I’d of course seen live music performed elsewhere. But seldom had I experienced the close-up, visceral thrill of seven talented musicians blasting cacophonous jazz directly at me within a confined space. There was nothing to compare.
* * *
Personal circumstances eventually intervened with my once-diligent pursuit of the Micros’ efforts. Sometime after recording the theme music for NPR’s Fresh Air in 1990, they ceased performing together. Their members dispersed and took up other interesting projects. Four years ago they put together CD compilations of their four albums and toured together again, an event which I only learned about the following year. I finally got to see them again this past winter, along with the Wife (whom I had been rhapsodizing about them to since we’d met) and a new friend of ours. As if to make up for the long deprivation, they had another gig the following week, which I attended with another friend from my office. The double-dose was impossible to shrug off. After decades of consideration, I could finally admit that The Microscopic Septet, despite the fact that their most active years were long behind them, were — and had been for years — my favorite band.
* * *
It was in March that an email from the band’s co-founder Phillip Johnston advised recipients that The Micros were funding production of a new CD through Kickstarter, an interesting web-based service which identifies arts projects for public support. It was mere hours before I’d happily pledged a sum I felt I could afford as a laid-off graphic designer. It was only a few weeks before the band reached their funding goals, which I’d attempted to help publicize in my own small ways. My contribution qualified me for several CDs of the band’s work, including unreleased material, and I was content.

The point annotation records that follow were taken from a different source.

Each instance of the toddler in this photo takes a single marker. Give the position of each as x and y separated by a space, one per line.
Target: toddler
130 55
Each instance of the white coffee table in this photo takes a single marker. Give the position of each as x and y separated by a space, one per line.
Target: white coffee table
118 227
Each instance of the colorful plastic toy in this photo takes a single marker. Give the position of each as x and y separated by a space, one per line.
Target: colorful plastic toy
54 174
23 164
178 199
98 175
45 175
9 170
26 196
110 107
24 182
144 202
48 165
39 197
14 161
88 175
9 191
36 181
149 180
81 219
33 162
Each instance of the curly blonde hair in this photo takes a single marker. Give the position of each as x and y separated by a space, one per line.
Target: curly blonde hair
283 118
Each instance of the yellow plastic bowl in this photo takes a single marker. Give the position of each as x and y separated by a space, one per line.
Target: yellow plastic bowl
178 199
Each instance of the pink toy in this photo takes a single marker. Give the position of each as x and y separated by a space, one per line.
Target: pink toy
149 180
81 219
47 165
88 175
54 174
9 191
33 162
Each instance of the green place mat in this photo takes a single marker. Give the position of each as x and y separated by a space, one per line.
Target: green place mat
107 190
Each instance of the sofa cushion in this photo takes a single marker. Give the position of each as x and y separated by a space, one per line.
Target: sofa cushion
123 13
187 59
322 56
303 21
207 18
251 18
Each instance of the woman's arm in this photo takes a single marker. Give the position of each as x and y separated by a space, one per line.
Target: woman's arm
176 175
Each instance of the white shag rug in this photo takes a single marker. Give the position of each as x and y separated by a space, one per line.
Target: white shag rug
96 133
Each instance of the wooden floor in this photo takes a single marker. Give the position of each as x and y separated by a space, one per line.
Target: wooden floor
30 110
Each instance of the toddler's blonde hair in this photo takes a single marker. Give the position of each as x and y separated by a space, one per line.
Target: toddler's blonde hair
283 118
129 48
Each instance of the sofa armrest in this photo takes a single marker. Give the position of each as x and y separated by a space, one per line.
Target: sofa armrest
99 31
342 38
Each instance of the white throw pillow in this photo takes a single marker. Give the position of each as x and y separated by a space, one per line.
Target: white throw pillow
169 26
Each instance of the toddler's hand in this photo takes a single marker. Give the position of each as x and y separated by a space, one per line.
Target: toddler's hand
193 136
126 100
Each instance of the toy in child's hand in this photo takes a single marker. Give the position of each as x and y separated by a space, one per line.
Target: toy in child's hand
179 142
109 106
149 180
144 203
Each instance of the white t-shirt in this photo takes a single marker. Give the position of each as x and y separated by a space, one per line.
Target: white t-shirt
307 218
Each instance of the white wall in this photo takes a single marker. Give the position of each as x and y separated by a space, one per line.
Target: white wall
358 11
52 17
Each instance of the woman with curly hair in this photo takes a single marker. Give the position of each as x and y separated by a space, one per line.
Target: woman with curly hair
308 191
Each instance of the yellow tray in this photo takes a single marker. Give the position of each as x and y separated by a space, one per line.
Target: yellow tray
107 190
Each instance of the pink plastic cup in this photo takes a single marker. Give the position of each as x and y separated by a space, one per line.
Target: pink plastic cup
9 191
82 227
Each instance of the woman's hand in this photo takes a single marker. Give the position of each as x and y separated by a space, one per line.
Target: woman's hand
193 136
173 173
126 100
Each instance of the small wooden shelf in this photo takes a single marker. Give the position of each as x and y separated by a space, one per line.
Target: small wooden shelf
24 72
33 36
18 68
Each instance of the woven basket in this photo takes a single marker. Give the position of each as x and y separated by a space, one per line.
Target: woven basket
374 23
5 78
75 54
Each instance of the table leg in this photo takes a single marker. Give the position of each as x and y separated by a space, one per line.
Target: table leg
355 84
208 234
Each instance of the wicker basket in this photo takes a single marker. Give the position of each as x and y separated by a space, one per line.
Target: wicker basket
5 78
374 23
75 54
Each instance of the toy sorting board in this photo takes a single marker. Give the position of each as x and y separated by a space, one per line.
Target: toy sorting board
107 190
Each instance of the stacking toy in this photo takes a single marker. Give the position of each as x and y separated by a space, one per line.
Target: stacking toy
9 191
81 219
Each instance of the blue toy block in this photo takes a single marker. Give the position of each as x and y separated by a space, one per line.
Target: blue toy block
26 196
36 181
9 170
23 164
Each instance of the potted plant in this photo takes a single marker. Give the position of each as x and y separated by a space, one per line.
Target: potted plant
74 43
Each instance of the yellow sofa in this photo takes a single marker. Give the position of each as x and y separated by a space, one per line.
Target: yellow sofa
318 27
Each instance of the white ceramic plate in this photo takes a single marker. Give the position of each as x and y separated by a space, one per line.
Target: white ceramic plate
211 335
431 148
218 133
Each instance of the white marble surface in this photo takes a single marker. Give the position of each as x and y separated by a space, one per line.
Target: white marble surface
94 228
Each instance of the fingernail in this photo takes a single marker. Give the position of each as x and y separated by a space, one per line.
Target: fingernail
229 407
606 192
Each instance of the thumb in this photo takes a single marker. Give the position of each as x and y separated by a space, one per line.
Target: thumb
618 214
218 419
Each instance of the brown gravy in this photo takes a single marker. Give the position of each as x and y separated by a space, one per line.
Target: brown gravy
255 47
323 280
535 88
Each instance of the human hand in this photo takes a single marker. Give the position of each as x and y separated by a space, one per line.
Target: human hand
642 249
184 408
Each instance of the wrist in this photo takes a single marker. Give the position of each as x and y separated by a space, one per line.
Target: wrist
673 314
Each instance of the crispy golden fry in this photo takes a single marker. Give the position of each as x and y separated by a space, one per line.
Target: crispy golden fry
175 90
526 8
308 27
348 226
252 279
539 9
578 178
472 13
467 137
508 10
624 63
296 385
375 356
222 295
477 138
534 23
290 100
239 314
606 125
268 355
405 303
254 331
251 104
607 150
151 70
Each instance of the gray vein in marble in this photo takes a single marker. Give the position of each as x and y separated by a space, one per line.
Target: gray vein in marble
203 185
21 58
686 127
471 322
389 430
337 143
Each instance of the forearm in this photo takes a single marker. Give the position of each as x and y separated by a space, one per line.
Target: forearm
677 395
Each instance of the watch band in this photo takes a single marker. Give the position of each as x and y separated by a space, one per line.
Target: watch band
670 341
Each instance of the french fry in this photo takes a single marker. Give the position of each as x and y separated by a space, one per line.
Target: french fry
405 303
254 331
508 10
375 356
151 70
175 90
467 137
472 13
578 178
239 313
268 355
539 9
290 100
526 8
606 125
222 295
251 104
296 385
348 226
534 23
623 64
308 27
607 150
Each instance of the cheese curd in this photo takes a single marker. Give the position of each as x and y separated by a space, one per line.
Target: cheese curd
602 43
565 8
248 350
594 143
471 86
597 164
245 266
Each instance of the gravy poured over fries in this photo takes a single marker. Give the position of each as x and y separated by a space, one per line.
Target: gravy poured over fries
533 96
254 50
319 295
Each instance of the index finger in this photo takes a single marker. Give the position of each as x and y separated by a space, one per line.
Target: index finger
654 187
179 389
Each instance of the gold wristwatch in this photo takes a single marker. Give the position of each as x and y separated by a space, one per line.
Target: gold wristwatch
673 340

But unbeknownst to my easily distracted attention span, someone very close to me had already begun conspiring to perpetrate a fiendish scam upon my person, with the intention of celebrating my imminent 50th birthday. And with the newfound knowledge of the possible availability of my favorite band to support this scheme, this diabolical operator began making inquiries across state lines and international borders, much as she had done during a previous project.